I have a data frame with 5 columns. The function below creates and outputs 5 small, 3-column datasets featuring the first two columns of my dataset ("country" and "year") and one each of the other 5 columns.
library(dplyr)
# My data (sample)
country <- c("GR", "GR", "GR", "AL", "AL", "AL", "GE", "GE", "GE")
year <- c(1990, 1991, 1992, 1994, 1997, 1996, 1991, 1992, 1993)
pop <- c("i", "i", "j", "j", "j", "i", "i", "i", "i")
category <- c("1", "2", "2", "2", "2", "2", "1", "1", "2")
age <- c(14, 13, 12, 18, 19, 17, 20, 21, 19)
sample_data <- data.frame(country, year, pop, category, age)
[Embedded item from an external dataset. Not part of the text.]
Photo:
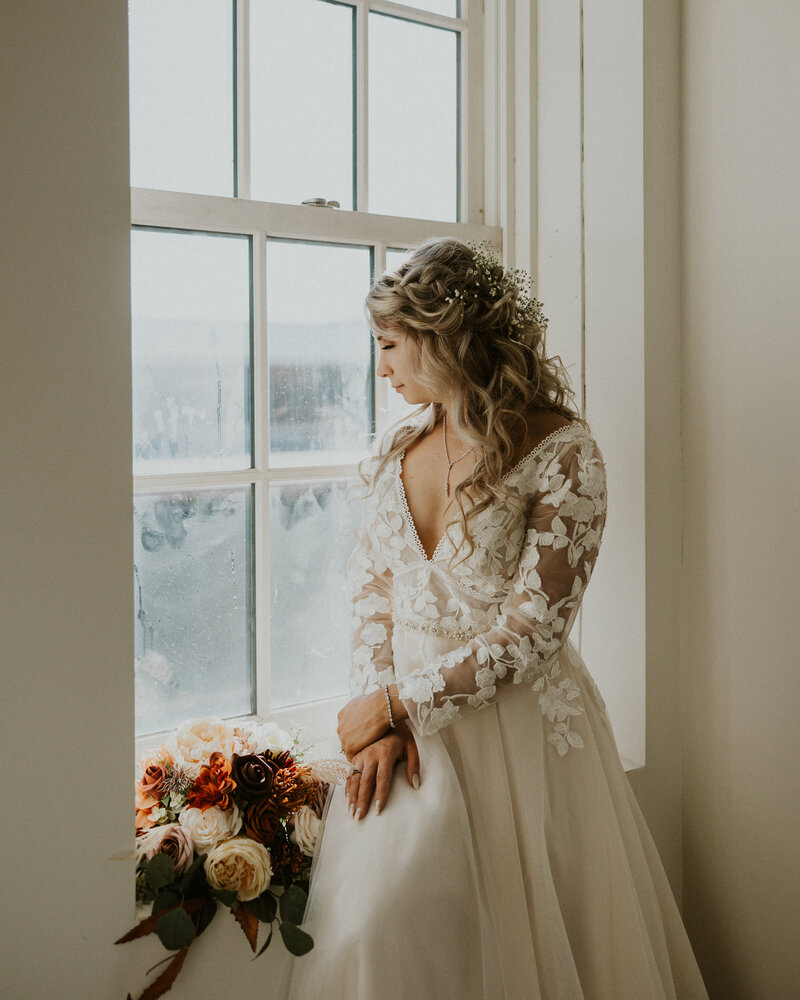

rm(country, year, pop, category, age)
# My function
new.datasets <- function(df, na.rm = TRUE, ...){
i=1
for (c in df){
new_df <- select(df, country, year, i)
assign(paste("df_new_", i), new_df, envir = globalenv())
i=i+1
}
}
new.datasets(sample_data)
Using my current function, the first two datasets produced by my function only contain two columns: "country" and "year". The next three datasets produced contain "country", "year" and one each of the remaining columns ("pop", "category" or "age").
I would like to modify my function so that it DOES NOT produce the first two datasets, which only contain "country" and "year". Rather than creating these first two and then removing them, I'd like them to never be produced at all, if possible. Can you help me out?
(Unfortunately, I can't take any easy workarounds like using rm() to remove these datasets afterward, because this is a very simplified version of my actual problem/code, which requires me to remove these datasets as such.)
Thanks! -- New R User